The next and apparently only other mention of the Hebrew word GÓd gâdh (Strong's #1409), as distinct from the patriarch and tribe,
is in Isaiah 65:11 where it is unlikely to be referring to
Jacob’s son. A number of translations offer differing alternatives such as
"troop" or "fortune", the Greek Old Testament Septuagint goes so
far as to render it by daimoni daimoni "devil,
demon" (Strong's #1142) and the Aramaic Targum by "idols".
"prepare a table for that troop, and that furnish the drink offering
unto that number" (KJV)
"prepare a table for Fortune, and that offer mingled wine in full
measure unto Destiny" (JPS)
"prepare a table for the devil (daimoni), and
fill up the drink-offering to Fortune" (LXX)
It has even been noted that the English word "god" may derive from
gâdh according to a website (http://assemblyoftrueisrael.com/Documents/Yahwehandgod.html)
that refers the English "god" back to a Canaanite deity. It is pointed out
here and elsewhere (e.g., http://www.jeramyt.org/gay/gayrelig/201.html, http://www.search-the-scriptures.org/artic-34.htm, http://members.cox.net/thomasahobbs/yea_11-9.htm) that the
original Hebrew of gâdh would have been simply GD without vowels and
that even when the "â" vowel was added it could be pronounced "o" as well,
suggesting that the word could stand for "god".
Thus, these sites suggest that we should avoid calling God "god" as it
associates him with a pagan deity, much as calling him "lord", the term
Ba`al (Strong's #1168), does (see Hosea 2:16-17). It should be noted that there are several
words for Lord in Hebrew and Adonai "my Lord" (Strong's #136) is not a pagan deity. Some of these sites
attempt to teach a theology of only calling God YHVH, a bit like
Jehovah Witnesses with Jehovah.
Various sources refer Gad back to either a Babylonian, Canaanite, or Syrian,
deity.
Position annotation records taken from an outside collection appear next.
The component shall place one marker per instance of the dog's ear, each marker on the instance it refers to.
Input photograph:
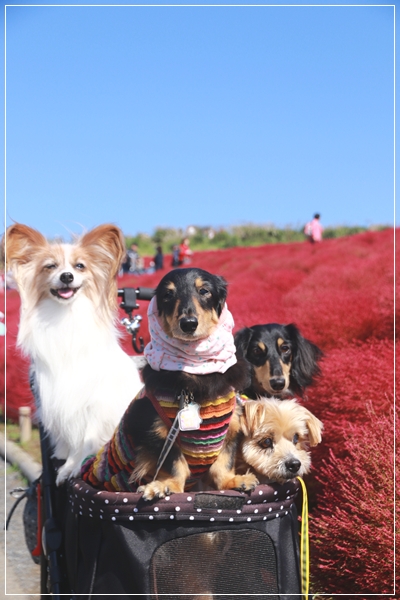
(222, 292)
(315, 427)
(19, 243)
(306, 356)
(110, 241)
(242, 340)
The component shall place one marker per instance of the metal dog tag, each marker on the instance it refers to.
(189, 417)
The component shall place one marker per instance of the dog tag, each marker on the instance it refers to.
(189, 417)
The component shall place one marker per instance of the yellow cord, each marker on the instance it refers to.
(304, 544)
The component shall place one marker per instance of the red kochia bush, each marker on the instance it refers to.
(352, 528)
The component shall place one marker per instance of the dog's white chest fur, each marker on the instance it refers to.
(85, 380)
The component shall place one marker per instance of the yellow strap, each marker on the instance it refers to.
(304, 544)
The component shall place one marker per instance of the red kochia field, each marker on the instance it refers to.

The medieval Jewish commentator Kimchi wrote that Gad was used by the
Arabs to refer to the Roman Jupiter and Greek Zeus. Jupiter was the largest
planet and father of the gods. He is almost akin to the sun god just as
Meni/Mani may refer to the moon god, since the moon was used for numbering
(see the KJV use of "number" in the translation of Isaiah 65:11 above) the months.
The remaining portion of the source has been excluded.